The TOPAZ4 and PIOMAS reanalyses

Available variables from the TOPAZ4 (Xie et al., 2017) and the PIOMAS (Lindsay & Zhang, 2006) reanalyses are compared with our reanalysis. Table 2 lists the details of the two reanalyses. The three systems show significant differences. The PIOMAS reanalysis assimilates the least observations and the coarsest resolution among the three products. The data assimilation methods in the TOPAZ4 and our reanalysis are computational more expensive than the PIOMAS reanalysis and more observations are assimilated. 

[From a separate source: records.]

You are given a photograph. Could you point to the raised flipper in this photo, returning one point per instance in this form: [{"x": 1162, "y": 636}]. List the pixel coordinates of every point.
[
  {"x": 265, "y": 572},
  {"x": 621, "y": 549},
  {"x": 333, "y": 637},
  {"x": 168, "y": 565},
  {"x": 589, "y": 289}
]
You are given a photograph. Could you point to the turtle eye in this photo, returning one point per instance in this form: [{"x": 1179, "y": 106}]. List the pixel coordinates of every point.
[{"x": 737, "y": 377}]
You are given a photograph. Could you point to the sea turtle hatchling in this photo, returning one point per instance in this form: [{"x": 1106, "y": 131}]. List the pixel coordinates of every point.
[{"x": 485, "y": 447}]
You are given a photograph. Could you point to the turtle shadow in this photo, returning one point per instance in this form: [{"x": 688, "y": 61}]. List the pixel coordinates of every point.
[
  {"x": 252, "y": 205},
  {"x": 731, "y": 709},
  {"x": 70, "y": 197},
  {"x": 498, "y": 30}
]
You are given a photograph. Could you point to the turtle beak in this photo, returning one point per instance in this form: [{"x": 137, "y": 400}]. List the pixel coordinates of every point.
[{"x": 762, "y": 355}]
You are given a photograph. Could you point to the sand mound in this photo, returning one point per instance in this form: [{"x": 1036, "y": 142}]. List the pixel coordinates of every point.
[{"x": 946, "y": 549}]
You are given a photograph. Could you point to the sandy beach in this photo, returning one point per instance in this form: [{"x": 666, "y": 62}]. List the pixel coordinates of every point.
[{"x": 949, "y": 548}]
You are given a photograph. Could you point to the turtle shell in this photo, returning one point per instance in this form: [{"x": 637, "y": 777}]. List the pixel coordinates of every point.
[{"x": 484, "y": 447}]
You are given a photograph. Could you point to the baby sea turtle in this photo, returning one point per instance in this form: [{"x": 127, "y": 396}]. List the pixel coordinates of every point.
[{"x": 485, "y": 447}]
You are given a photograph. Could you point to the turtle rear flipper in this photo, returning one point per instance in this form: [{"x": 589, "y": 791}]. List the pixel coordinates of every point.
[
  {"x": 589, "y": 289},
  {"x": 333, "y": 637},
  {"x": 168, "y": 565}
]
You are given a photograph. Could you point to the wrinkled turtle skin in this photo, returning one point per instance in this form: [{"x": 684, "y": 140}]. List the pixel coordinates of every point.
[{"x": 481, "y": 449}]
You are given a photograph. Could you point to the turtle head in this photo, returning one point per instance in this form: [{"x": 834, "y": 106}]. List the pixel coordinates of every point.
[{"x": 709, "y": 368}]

Evaluation of the optimization

The optimization involved running the MITgcm forward to evaluate the cost function over the time frame 2007-2016, split into three sections as described above. The adjoint model integration then provided gradients of the cost function with respect to control parameters, which were used in an iterative way to minimize the model-data misfit. In the end, a total number of 15, 21, 20 iterations were performed in the three chunks, respectively. Figure 2 shows the resulting percentage decrease in the total cost function and the individual cost components in the three chunks. Negative values indicate that the model-data misfits are increased for that type of observation. The total cost reduction is more than 30% in the three fragments. SST, SIC, and climatological temperature (WOA-T) and salinity (WOA-S) dominate the total cost function (magenta bars) and are reduced by 40%-60%. For the other constituents, MDT and SIT, errors are reduced by more than 50%, but SLA and SIC-SST are degraded. Compared to Koldunov et al. (2017), the present optimization achieves a larger cost function reduction for the total and individual components. Besides starting from a better first-guess solution, the increased cost function reduction, in particular, results from the larger number of iterations performed here. We note that the cost constituents of temperature and salinity profiles establish ~20% and ~10% of the total cost, respectively, and that the optimization is not capable of reducing those misfits significantly.
Because they appear as the largest improvement during the optimization, in the following section, we focus on the improvements of SIC, SIT, and SST. We compare resulting fields with those available from the TOPAZ4 (Xie et al., 2017) and the PIOMAS (Lindsay & Zhang, 2006) reanalyses. We also examine the impacts of data assimilation on oceanic transports and freshwater content and compare these variables against the TOPAZ4 reanalysis.